Ele diria a sua mulher: "Querida,
acho que estou sentindo umas pontadas no lado esquerdo do peito".
"Quer que eu telefone e chame
uma ambulância?"
"Telefone? Não, nada de modernidades. Passe um telex."
"Um telex?"
"Sim, tenho um lá no meu escritório."
"Bem, se você prefere."
Um bom tempo depois, chega a
ambulância tocando sirene e fazendo alarde.
"Um automóvel? Vivi, meu amor,
você sabe que eu detesto essas coisas
tecnológicas. Chame uma ambulância-carroça."
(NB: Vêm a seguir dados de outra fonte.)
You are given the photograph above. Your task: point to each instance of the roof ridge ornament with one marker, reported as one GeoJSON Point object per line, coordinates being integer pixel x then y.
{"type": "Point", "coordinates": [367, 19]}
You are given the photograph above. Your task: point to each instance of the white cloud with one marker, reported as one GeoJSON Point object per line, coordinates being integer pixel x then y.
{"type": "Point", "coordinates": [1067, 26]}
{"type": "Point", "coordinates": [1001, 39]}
"Mas assim você vai demorar mais
para chegar ao hospital."
"Tudo bem, é uma questão de tradição."
"Você manda, querido."
Durante algumas horas, o juiz e
sua esposa chacoalham na parte de
trás de uma carroça. Quando finalmente chegam ao hospital, o médico
examina o paciente e chega à conclusão de que ele só sobreviverá com
um marca-passo.
"Isso é eletrônico?"
"Sim. Temos um modelo novo,
com pilha nuclear que dura 15 anos.
O senhor ficará como novo."
"Não, nada de modernidades!"
"Mas, sem o marca-passo, um dia
o seu coração vai falhar e o senhor
vai morrer."
"Tudo bem, a falha faz parte da..."
O pobre juiz nem completou a frase. Então o semáforo abriu e segui
caminho.
Lembrei-me disse por conta do
polêmico lance da mão de Adriano.
Provavelmente o Paulo César Oliveira (que não acho um juiz fantástico) estava com a visão encoberta no
lance. Provavelmente, a bandeirinha também. Mas, nós, milhões de
espectadores, não.
Acho que os próprios juízes é que
teriam a obrigação de pressionar a
Fifa a liberar o uso de câmeras para
ajudá-los nesta tarefa tão importante. Eu, sentado em casa e comendo
pipoca, não posso ter mais recursos
do que quem comanda o espetáculo.
Mas nunca ouvi falar de um juiz
que reivindicasse a liberação do uso
de câmeras em público. E acho que
eles não querem usar a tecnologia,
em grande parte, por vaidade. Eles
querem ter o poder supremo.
E, ainda por cima, o não-uso das
câmeras possibilita a corrupção. Ao
contrário do que dizia Nelson Rodrigues, o videoteipe é genial.